Just a few years ago, SecurityWeek was told that each working qubit could require up to a thousand extra error correction qubits — although improvements in error correction algorithms and methods have been steadily lowering this number, and different technologies have different degrees of quantum instability. Now Google has announced that it has achieved what is known as ‘below threshold’ error correction.

Google has demonstrated with Willow that it can increase the number of qubits while simultaneously reducing the reliance on error correcting qubits. 

“This is a major watershed moment for quantum computation design, marked by the demonstration of below-threshold scaling capabilities,” explained Holmqvist. “The shift from ‘more qubits add more noise’ to ‘more qubits exponentially reduce noise’ is transformative, opening pathways for various architectural approaches and representing a huge leap forward in quantum computing.”

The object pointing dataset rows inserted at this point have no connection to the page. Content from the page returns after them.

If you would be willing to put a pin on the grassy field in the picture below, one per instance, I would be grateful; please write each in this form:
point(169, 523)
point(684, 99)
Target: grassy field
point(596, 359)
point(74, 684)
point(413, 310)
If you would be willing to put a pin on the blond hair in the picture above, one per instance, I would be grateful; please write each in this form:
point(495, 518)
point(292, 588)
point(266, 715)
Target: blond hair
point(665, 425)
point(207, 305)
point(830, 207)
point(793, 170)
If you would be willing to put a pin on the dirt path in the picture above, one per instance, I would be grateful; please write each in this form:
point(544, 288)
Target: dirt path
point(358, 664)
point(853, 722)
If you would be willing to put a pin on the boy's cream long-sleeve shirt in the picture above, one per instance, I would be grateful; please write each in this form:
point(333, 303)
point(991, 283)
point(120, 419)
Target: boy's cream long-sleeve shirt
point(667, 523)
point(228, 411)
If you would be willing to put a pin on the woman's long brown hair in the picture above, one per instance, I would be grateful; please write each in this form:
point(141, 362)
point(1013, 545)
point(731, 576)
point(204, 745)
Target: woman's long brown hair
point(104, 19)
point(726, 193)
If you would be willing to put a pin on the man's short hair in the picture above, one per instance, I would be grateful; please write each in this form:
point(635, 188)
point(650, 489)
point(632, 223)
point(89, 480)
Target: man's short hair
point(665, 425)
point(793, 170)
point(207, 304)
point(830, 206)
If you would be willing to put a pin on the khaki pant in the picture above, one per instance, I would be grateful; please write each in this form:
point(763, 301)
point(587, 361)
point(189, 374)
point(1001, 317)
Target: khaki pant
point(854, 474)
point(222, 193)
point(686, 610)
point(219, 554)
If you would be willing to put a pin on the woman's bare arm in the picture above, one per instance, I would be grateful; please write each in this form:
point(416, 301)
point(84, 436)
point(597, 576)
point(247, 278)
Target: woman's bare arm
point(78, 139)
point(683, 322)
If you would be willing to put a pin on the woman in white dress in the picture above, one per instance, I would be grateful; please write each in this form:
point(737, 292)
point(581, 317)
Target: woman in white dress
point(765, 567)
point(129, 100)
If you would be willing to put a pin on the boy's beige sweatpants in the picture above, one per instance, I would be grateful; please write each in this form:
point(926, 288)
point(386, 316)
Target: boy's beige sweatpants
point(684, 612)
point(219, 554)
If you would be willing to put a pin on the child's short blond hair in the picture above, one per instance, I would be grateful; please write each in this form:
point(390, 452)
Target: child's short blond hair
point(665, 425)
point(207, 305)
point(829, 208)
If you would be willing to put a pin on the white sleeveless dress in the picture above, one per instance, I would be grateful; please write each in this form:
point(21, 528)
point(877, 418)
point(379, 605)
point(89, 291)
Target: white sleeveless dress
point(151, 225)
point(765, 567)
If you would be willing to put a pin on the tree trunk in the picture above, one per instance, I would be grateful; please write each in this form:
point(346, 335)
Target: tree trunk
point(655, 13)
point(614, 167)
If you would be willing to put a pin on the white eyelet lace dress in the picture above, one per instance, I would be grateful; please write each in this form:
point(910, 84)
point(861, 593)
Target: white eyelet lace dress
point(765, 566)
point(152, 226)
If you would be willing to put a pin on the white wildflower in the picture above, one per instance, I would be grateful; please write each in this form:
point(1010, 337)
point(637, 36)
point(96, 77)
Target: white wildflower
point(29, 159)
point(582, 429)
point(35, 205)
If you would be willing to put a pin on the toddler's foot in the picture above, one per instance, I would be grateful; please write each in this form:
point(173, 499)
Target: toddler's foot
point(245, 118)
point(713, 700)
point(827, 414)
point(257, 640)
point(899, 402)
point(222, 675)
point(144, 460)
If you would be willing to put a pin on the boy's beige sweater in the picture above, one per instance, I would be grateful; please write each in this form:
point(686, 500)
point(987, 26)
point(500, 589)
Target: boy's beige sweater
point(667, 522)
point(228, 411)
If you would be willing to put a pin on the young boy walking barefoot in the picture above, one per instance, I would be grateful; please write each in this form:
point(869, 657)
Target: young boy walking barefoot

Sanzeri adds, “Error correction is applicable across all quantum computing types including superconducting, photons, ions and even neutral atoms. So safe to say this is an industry breakthrough.” But he also warns, “These results represent incremental progress rather than a full solution. While significant, the level of error correction achieved is still far from the thresholds required for large-scale, fault-tolerant quantum systems.”

It is impossible to say that Willow and Google’s below threshold error correction brings the day of CRQC any closer, but it does have that potential. The real lesson for security folk is that we no longer dare delay our cryptographic migration to NIST’s post quantum and agile encryption algorithms. To do so goes beyond folly.